さよなら、センセイ
「シップって、ありましたっけ?」
「エアーで出るタイプを用意しておきましたよ!
若月先生、今日は大活躍ですね!」
「あの借りセンセイ競走には参りました。午後はリレーに出るんです。倒れそうです」
「若さってすごいわ〜応援してますよ」
保健医に背中を押されて、恵は保健室を出る。
グラウンドへの近道で中庭を通り抜け、校舎の裏手をまわった。
その校舎の陰にひと組の男女が向かいあって立っている。恵は慌てて戻ろうとした、が。
「丹下センパイ、好きです」
聞こえた言葉にビックリして恵は思わず立ち止まる。
「わりぃ、オレ付き合ってるヤツいるから」
「それって、立花センパイですか!?」
女の子の声に聞き覚えがある。水泳部に入った新一年生だ。
「山下は可愛い後輩だよ、それじゃ、ダメかい?」
「私は真剣に先輩の事、好きなんです。先輩に、付き合っている人がいるらしいことは知っています。
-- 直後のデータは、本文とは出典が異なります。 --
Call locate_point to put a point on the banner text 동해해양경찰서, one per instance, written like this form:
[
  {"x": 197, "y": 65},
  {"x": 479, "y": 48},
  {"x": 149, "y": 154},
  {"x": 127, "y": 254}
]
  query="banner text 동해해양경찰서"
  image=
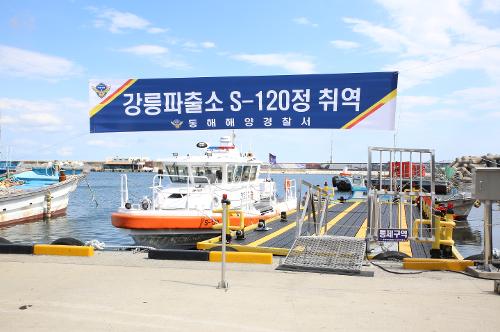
[{"x": 337, "y": 101}]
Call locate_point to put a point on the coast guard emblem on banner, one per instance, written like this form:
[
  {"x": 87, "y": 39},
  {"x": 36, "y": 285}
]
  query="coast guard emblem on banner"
[{"x": 101, "y": 89}]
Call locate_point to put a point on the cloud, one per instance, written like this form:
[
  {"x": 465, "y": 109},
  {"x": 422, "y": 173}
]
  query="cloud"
[
  {"x": 117, "y": 22},
  {"x": 145, "y": 50},
  {"x": 344, "y": 44},
  {"x": 291, "y": 62},
  {"x": 104, "y": 143},
  {"x": 409, "y": 102},
  {"x": 305, "y": 21},
  {"x": 156, "y": 30},
  {"x": 41, "y": 115},
  {"x": 29, "y": 64},
  {"x": 65, "y": 151},
  {"x": 44, "y": 119},
  {"x": 196, "y": 47},
  {"x": 491, "y": 6},
  {"x": 157, "y": 54},
  {"x": 431, "y": 45},
  {"x": 207, "y": 44}
]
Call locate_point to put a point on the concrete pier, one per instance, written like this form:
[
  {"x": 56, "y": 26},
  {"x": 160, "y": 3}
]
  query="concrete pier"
[{"x": 122, "y": 291}]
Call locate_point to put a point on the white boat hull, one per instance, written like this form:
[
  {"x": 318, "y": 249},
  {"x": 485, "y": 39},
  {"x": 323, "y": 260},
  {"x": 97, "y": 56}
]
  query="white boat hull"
[{"x": 24, "y": 206}]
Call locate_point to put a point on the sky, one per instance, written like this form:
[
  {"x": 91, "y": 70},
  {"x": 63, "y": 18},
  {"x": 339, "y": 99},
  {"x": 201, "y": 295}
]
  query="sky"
[{"x": 447, "y": 54}]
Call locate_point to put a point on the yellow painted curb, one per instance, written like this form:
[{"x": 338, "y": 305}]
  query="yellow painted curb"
[
  {"x": 62, "y": 250},
  {"x": 436, "y": 264},
  {"x": 242, "y": 257}
]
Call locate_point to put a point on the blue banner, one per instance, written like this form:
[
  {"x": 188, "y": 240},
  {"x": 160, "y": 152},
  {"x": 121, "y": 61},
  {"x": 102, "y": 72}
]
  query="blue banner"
[{"x": 338, "y": 101}]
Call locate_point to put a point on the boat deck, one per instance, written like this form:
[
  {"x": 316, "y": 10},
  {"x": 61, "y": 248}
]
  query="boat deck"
[{"x": 343, "y": 219}]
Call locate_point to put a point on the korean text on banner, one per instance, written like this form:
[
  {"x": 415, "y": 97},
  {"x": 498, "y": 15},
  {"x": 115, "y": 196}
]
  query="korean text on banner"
[{"x": 337, "y": 101}]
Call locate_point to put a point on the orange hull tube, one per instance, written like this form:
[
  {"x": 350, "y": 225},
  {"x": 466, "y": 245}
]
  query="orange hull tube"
[{"x": 129, "y": 221}]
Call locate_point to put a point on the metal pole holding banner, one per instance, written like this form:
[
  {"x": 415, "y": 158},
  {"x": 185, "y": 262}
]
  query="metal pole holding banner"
[
  {"x": 223, "y": 284},
  {"x": 487, "y": 235}
]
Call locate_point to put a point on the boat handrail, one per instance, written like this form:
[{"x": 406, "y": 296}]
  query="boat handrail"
[
  {"x": 157, "y": 186},
  {"x": 291, "y": 191},
  {"x": 123, "y": 190}
]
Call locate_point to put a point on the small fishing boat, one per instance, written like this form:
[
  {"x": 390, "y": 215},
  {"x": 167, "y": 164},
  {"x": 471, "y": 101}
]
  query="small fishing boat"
[
  {"x": 29, "y": 196},
  {"x": 184, "y": 206}
]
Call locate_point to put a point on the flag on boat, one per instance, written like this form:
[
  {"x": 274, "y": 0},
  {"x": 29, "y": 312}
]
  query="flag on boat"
[
  {"x": 272, "y": 159},
  {"x": 336, "y": 101}
]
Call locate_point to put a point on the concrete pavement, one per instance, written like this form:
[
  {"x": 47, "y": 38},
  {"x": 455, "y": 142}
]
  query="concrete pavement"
[{"x": 122, "y": 291}]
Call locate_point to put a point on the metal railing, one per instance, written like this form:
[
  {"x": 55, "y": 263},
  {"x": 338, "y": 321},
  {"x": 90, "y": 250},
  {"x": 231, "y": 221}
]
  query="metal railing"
[
  {"x": 314, "y": 207},
  {"x": 401, "y": 180}
]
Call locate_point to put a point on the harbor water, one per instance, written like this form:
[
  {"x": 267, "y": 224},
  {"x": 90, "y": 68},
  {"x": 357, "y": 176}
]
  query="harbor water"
[{"x": 89, "y": 214}]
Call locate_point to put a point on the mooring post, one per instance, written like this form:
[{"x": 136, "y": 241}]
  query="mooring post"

それが立花センパイなら、美人だし、ステキだし、お似合いだからあきらめられます。
でも…違うなら…」
「綺羅じゃない。
でも、俺の好きな人は、綺羅なんて足元にも及ばない、最高の女だよ。
山下、悪いけど」
ヒロがそう言うと、女の子は、ダダッとグラウンドに駆けていく。
ふうっとため息をつき、ヒロは校舎の壁にもたれながら手にしていたペットボトルに口をつけた。
「ちょっとヒロ、山下さんに何て言ったのよ」
今度はグラウンドから綺羅が怒りながら走ってきた。
「何って、別に」
「泣いてたわよ。水泳部も辞めますって。
ヒロらしくないじゃない。女の子に告白されて泣かせるなんて
「テキトーに女と遊ぶのを辞めたのは、綺羅が一番良く知ってるだろ?」
そこへ昼休みが終わる旨の放送がかかる。